Mathew Cerletty
The Feeling Is Mutual
Team Gallery
October 18–November 24, 2007
83 Grand Street
New York, NY 10013
Teamgallery.com
Mathew Cerletty
The Feeling Is Mutual
Team Gallery
October 18–November 24, 2007
83 Grand Street
New York, NY 10013
Teamgallery.com
Team is pleased to present an exhibition of new work by Mathew Cerletty. Entitled The Feeling is Mutual, the exhibition will run from the 18th of October through the 24th of November 2007. Team Gallery is located at 83 Grand Street, cross streets Wooster and Greene, on the ground floor.
A selection of one dozen drawings and paintings make up this fourth New York solo by Mathew Cerletty, a 27 year-old artist whose practice can be said to sit firmly within the discourses of post-pop and post-appropriation. A container of strawberry Yoplait yogurt, a late 70’s publicity still of Jeremy Irons, and the cover of Wire’s 154 album are just some of the images that have been carefully selected, precisely rendered, and poetically transformed to erect a somewhat austere portrait gallery of cultural traces. All of Cerletty’s pictures, whether oil on linen or graphite on paper; whether figurative or text-based; whether wholly appropriated or entirely invented, are executed in an exacting manner.

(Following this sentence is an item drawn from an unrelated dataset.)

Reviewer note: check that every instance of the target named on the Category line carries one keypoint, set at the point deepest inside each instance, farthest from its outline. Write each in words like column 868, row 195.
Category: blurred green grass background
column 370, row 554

But everything in Cerletty’s universe is slightly unhinged—it’s all a bit off. His is a world riddled with errors and inconsistencies, which, more often than not, lead to the possibility of a genuine and heartfelt engagement. For example, the typeface chosen for a drawing of the ‘’Diet Coke’’ logo is the wrong one, while the paint handling with which the artist has rendered ‘’The Economist’’ banner imbues the piece with an almost tremulous sensitivity. Cerletty’s quotations never trigger a waning of affect and it is surprising how much mystery resides in these crystal-clear, usually commercial, signifiers.
The ’’flaws’’ are what shift Cerletty’s works away from the purely mapped-out and mathematical and into the realm of the emotionally resonant. It is the poetic license that he frequently takes with these ’’real’’ things that begins to steer us away from fleeting irony and towards a feeling of sincerity, of commitment, and of urgency. The manner in which the artist sometimes misremembers makes an argument for these works as the fruits of a dreamed life of pop artifacts. Cerletty claims that some of these images just come to him—that his choices are not always the results of conscious thought processes—and this assertion is borne out more by the way in which his pieces deviate from Pop’s tenets than the way in which they adhere to that ideology.

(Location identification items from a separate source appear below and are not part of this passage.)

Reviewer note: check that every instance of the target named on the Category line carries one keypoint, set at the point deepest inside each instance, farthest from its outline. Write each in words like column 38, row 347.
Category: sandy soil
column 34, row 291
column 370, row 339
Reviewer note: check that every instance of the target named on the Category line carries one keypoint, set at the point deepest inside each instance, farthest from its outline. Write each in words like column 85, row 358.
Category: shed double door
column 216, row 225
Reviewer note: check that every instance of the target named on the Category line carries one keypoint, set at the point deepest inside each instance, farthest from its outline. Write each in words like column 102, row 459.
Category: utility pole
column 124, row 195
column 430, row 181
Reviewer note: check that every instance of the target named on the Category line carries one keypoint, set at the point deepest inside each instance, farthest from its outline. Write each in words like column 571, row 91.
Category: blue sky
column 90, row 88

The temporal/mortal aspect that underlines much of Cerletty’s art is foregrounded here by a pair of works that state a time on their surface—one drawing reads ‘’60 minutes,’’ while in another ’’1959’’ has been crossed out. These pieces highlight Cerletty’s concern with the commemorative and remind us of the perpetual tug of memory, of nostalgia, and of loss. The Feeling is Mutual indeed.
This is Cerletty’s first show at Team. We are grateful to Melissa Bent and Mirabelle Marden of Rivington Arms for their support in the organization of this exhibition and their generosity in lending us their artist.